The manipulation of language in political dialogue is an obvious obstacle to substantive criticism of political orthodoxy. Part of the power of Colbert’s style of political satire is contextual; it relies on the general dissatisfaction of voters with contemporary media and politics. The Colbert Report is modeled on the cable news show with disaffected “talking heads” slanting the news in a partisan direction. This kind of cynical dissatisfaction is expressed on cable news programs that engage their viewers with news “analysis” already constructed for partisan audiences. These pundits represent the worst excesses of partisanship, “framing” information in ways that reinforce such dissatisfaction and detract from informed political dialogue.
In journalism, this practice is called “slanting,” while in politics it’s called “spinning.” Framing, via slanting and spinning, is standard operating procedure in media presentations of information. And it severely inhibits critical and substantive analysis of the status quo. Since both media practitioners and politicians frame political issues in language that promotes affective, emotional, or otherwise irrational analysis for its audience, this tends to promote dissatisfaction with both media and American politics. The excessive reliance on framing, spinning, and slanting information on cable news networks and by politicians is the primary target of Colbert’s political satire.
This “politics of language” controls the outcome of communication between media, politicians, viewers, and voters. For example, media practitioners and politicians rely extensively on sound bites developed for popular consumption by political marketers using focus groups. Individuals participate in such focus groups with the good intentions of civic-minded voters, but the outcome of this market-driven political medium is the self-fulfilling prophecy of an impoverished political dialogue.
Both media practitioners and politicians engage in the manipulation of language in order to emphasize particular controversies that highlight strengths, downplay weaknesses, and castigate the opposition. Media-driven politics elicits information from viewers and voters alike, but closer analysis reveals that manipulation, distortion, and outright falsification actually describes the relationship between media and its representation of public sentiment. Voters often provide feedback to both media and politicians through focus groups that allow political marketers to develop a “language” that connects politicians with the interests and attitudes expressed by their constituents.
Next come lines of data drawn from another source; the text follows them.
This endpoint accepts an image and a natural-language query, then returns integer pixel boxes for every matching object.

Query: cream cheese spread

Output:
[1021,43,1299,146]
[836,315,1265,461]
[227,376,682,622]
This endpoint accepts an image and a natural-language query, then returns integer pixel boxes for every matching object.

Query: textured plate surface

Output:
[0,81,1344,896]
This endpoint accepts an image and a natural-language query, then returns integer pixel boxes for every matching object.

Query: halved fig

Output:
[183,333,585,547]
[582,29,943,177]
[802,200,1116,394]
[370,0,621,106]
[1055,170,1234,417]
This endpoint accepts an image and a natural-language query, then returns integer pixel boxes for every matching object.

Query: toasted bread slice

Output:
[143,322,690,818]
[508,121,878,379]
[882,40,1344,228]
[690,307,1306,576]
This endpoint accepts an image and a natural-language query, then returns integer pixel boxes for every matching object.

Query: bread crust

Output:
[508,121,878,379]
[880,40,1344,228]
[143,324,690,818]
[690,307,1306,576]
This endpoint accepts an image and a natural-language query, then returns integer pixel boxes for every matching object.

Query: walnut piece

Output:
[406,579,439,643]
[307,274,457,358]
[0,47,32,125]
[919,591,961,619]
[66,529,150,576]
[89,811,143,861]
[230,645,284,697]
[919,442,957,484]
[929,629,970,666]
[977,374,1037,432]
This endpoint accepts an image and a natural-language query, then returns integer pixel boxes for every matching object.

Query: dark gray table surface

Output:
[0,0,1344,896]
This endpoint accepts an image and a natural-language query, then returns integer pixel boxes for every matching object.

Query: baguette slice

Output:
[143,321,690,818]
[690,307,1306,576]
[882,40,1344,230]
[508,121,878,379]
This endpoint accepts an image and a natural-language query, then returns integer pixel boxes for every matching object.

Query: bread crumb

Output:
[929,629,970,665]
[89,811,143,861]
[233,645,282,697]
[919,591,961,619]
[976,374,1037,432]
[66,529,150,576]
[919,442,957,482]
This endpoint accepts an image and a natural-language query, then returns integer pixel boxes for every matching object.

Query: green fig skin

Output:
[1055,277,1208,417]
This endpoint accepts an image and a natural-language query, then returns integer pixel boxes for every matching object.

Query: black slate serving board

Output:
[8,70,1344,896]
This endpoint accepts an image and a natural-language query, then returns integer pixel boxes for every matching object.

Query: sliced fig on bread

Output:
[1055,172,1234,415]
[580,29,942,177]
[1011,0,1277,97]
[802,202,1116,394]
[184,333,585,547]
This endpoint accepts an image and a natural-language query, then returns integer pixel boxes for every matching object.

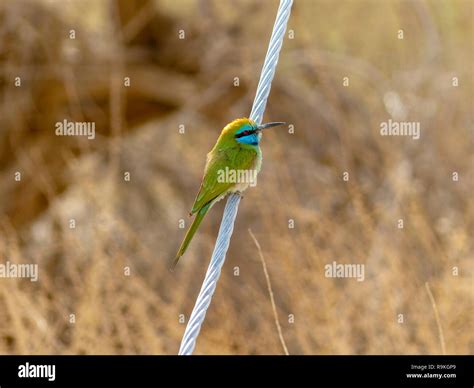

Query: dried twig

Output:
[425,282,446,355]
[249,228,290,356]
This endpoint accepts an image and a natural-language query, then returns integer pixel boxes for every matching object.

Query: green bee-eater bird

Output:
[170,118,285,270]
Political marketers create the language of politicians from the very words used by voters in these focus groups.120 Yet voters consistently complain that politicians cannot be trusted because they say only what they think will be popular with voters. They call politicians “flip-floppers” but themselves rely on the very same sound bites and slogans given to them by media practitioners and politicians. Either voters are “flip-floppers” and politicians merely reflect their inconsistencies, or politicians “flip-flop” because they want to engage different voters who want different things at different times, or even incompatible things at the same time! Either way, the relationship between media practices and American democracy suffers from inconsistency, incoherence, and intellectual schizophrenia.